Verwijzing naar een psycholoog kan in overleg met de behandelend arts of zorgcoördinator overwogen worden indien er een hoog risico aanwezig is op angst en/of depressie (HADS) of bij aanwezigheid van andere psychische klachten en/of symptomen die behandeling van de patiënt in hoge mate belemmeren.
 

Uitgangsvraag

Wanneer is overleg met de verwijzer nodig over doorverwijzing naar een andere zorgverlener?

Om juiste zorg op de juiste plek te kunnen bieden, is het belangrijk dat een therapeut weet in welke gevallen er doorverwezen moet worden naar andere zorgverleners (LAN 2016). Hierbij geldt de stelregel: onbekwaam is onbevoegd. Verwijzen binnen het eigen domein van de fysiotherapeut of oefentherapeut C/M (bijvoorbeeld naar een therapeut met specifieke kennis en vaardigheden) is mogelijk zonder tussenkomst van de verwijzer (KNGF 2014; VvOCM 2015). De verwijzer dient in dat geval wel op de hoogte gesteld te worden.

Indien de therapeut constateert dat er sprake is van gezondheidsproblemen buiten het domein van de fysiotherapeut en/of oefentherapeut C/M, neemt de therapeut contact op met de verwijzer. Na overleg kan de patiënt door de verwijzer eventueel verwezen worden naar een andere zorgverlener.

 

Verwijzen buiten het domein fysiotherapie of oefentherapie C/M

Onder andere de volgende zorgverleners buiten het domein van de fysiotherapeut en oefentherapeut C/M kunnen overwogen worden om naar door te verwijzen:

  • Ergotherapeut Verwijzing naar een ergotherapeut kan in overleg met de behandelend arts of zorgcoördinator overwogen worden indien er een hulpvraag op activiteiten- en/of participatieniveau aanwezig is die niet optimaal te beantwoorden is met fysiotherapie of oefentherapie C/M en waarbij vaardigheden aangeleerd dienen te worden waardoor de patiënt in het dagelijkse leven kan omgaan met de beperkingen (eventueel met ondersteuning van hulpmiddelen en/of voorzieningen).
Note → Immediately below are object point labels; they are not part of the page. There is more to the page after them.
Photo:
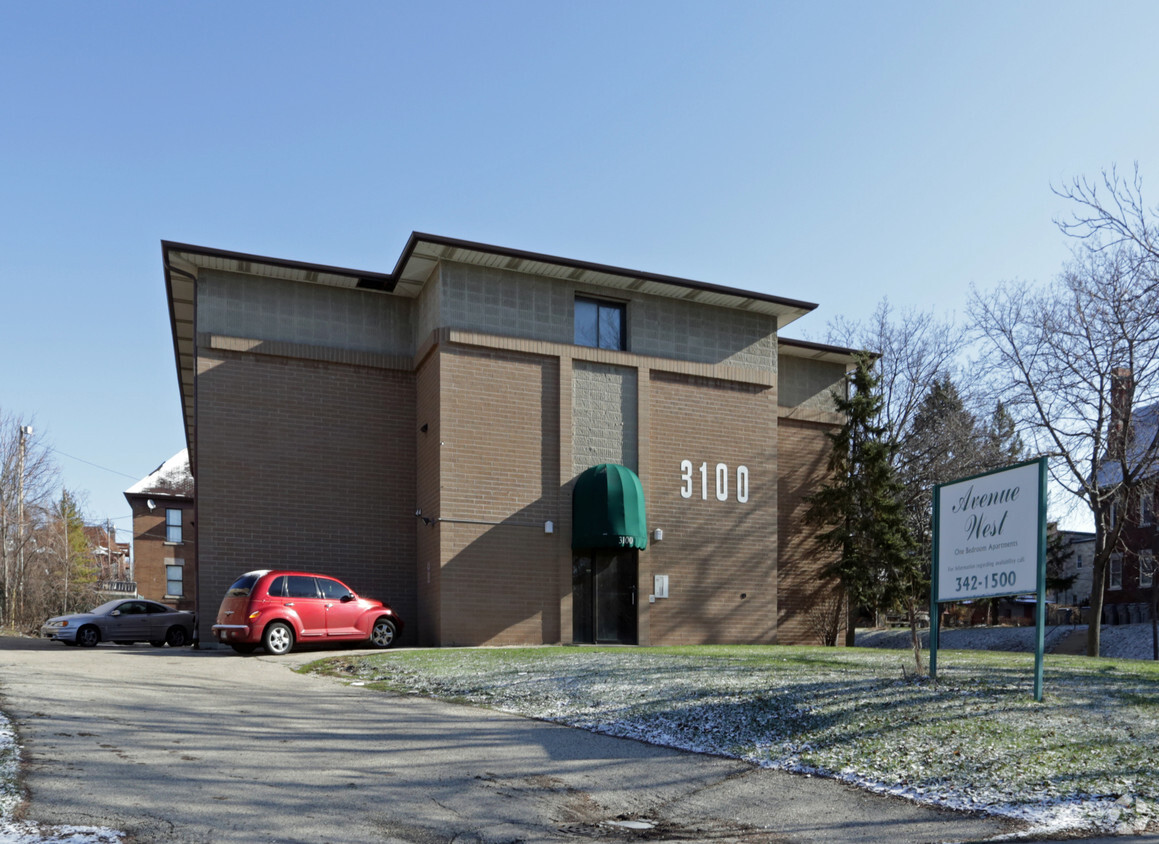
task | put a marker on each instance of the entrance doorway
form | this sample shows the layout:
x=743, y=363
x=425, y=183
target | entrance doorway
x=604, y=597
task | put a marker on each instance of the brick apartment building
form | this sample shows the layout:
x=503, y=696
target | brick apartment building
x=1129, y=591
x=165, y=541
x=430, y=435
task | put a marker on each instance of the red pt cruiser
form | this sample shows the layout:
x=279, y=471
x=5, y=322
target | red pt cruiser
x=278, y=609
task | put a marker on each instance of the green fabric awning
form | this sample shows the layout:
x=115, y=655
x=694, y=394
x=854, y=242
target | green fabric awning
x=607, y=509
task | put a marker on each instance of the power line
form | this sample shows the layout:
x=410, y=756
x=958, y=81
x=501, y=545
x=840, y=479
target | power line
x=96, y=465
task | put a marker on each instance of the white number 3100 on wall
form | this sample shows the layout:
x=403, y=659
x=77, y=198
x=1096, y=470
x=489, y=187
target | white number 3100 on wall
x=722, y=478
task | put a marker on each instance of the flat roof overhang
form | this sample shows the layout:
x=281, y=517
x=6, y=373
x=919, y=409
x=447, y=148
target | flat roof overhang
x=422, y=254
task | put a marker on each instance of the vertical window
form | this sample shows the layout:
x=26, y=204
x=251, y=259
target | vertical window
x=1115, y=573
x=174, y=581
x=599, y=325
x=173, y=525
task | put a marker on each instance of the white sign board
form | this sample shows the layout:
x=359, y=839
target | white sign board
x=986, y=533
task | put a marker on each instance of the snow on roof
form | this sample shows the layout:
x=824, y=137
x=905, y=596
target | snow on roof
x=170, y=478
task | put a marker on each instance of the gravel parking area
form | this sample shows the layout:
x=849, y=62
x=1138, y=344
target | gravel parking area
x=205, y=746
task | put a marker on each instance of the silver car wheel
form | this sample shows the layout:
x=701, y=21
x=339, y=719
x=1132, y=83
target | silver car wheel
x=278, y=639
x=381, y=635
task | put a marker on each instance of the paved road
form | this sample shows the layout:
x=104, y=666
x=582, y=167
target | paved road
x=206, y=746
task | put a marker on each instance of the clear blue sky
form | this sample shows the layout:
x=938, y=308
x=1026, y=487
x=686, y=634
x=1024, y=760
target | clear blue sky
x=835, y=152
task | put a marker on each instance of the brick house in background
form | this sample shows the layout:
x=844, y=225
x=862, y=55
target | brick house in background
x=431, y=435
x=165, y=541
x=110, y=557
x=1079, y=557
x=1129, y=589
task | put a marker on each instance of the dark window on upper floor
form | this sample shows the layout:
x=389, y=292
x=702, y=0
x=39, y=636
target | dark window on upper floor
x=600, y=325
x=173, y=525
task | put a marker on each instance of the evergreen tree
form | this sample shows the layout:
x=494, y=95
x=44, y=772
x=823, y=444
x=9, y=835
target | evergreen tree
x=860, y=507
x=79, y=573
x=1057, y=555
x=1003, y=445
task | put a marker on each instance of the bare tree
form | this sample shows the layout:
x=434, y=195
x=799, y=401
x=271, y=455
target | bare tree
x=1112, y=215
x=1071, y=359
x=27, y=479
x=915, y=349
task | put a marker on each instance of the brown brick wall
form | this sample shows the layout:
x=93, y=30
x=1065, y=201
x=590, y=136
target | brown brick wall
x=151, y=551
x=500, y=463
x=713, y=552
x=803, y=466
x=305, y=465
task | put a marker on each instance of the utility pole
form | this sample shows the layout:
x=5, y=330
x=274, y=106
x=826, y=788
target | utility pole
x=65, y=511
x=24, y=433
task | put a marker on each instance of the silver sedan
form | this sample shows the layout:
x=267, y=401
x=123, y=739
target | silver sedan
x=123, y=621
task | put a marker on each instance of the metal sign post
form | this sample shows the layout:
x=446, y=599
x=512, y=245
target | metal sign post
x=990, y=541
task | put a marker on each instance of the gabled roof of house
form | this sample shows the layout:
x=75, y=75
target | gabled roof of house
x=172, y=479
x=1141, y=449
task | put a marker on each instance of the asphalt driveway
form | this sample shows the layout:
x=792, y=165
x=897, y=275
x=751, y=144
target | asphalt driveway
x=206, y=746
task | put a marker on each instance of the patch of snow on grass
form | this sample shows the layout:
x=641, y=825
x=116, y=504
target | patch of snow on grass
x=1087, y=757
Interventies kunnen gericht zijn op toepassen van ergonomische principes, leren omgaan met kortademigheid tijdens activiteiten en energiemanagement bij zowel over- als onderprestatie (EN 2016).
  • Diëtist Verwijzing naar een diëtist kan in overleg met de behandelend arts of zorgcoördinator overwogen worden indien er sprake is van een hoog risico op ondervoeding (MUST ≥1) of sarcopenie (SARC-F ≥ 4) (GLIM 2019).
  • Psycholoog Verwijzing naar een psycholoog kan in overleg met de behandelend arts of zorgcoördinator overwogen worden indien er een hoog risico aanwezig is op angst en/of depressie (HADS > 10 punten) of bij aanwezigheid van andere psychische klachten en/of symptomen die behandeling van de patiënt in hoge mate belemmeren (Zichmond 1983).

In overleg met de werkgroep en de klankbordgroep is besloten om geen systematische zoekactie uit te voeren voor deze uitgangsvraag, maar de informatie op niet-systematische wijze te vergaren.

    • EN. Ergotherapie bij COPD. Standaard van Ergotherapie Nederland. Utrecht: Ergotherapie Nederland (EN). 2016.
    • GLIM. GLIM criteria for the diagnosis of malnutrition - A consensus report from the global clinical nutrition community. Clin Nutr. 2019 Feb;38(1):1-9.
    • KNGF. Beroepsprofiel fysiotherapeut. Amersfoort: Koninklijk Nederlands Genootschap voor Fysiotherapie; 2014. LAN. Zorgstandaard COPD. Amersfoort: Long Alliantie Nederland (LAN); 2016.
    • VvOCM. Beroepsprofiel Oefentherapeut. Utrecht: Vereniging van Oefentherapeuten Cesar en Mensendieck (VvOCM); 2015.
    • Zigmond AS, Snaith RP. The hospital anxiety and depression scale. Acta Psychiatr Scand. 1983 Jun;67(6):361-70.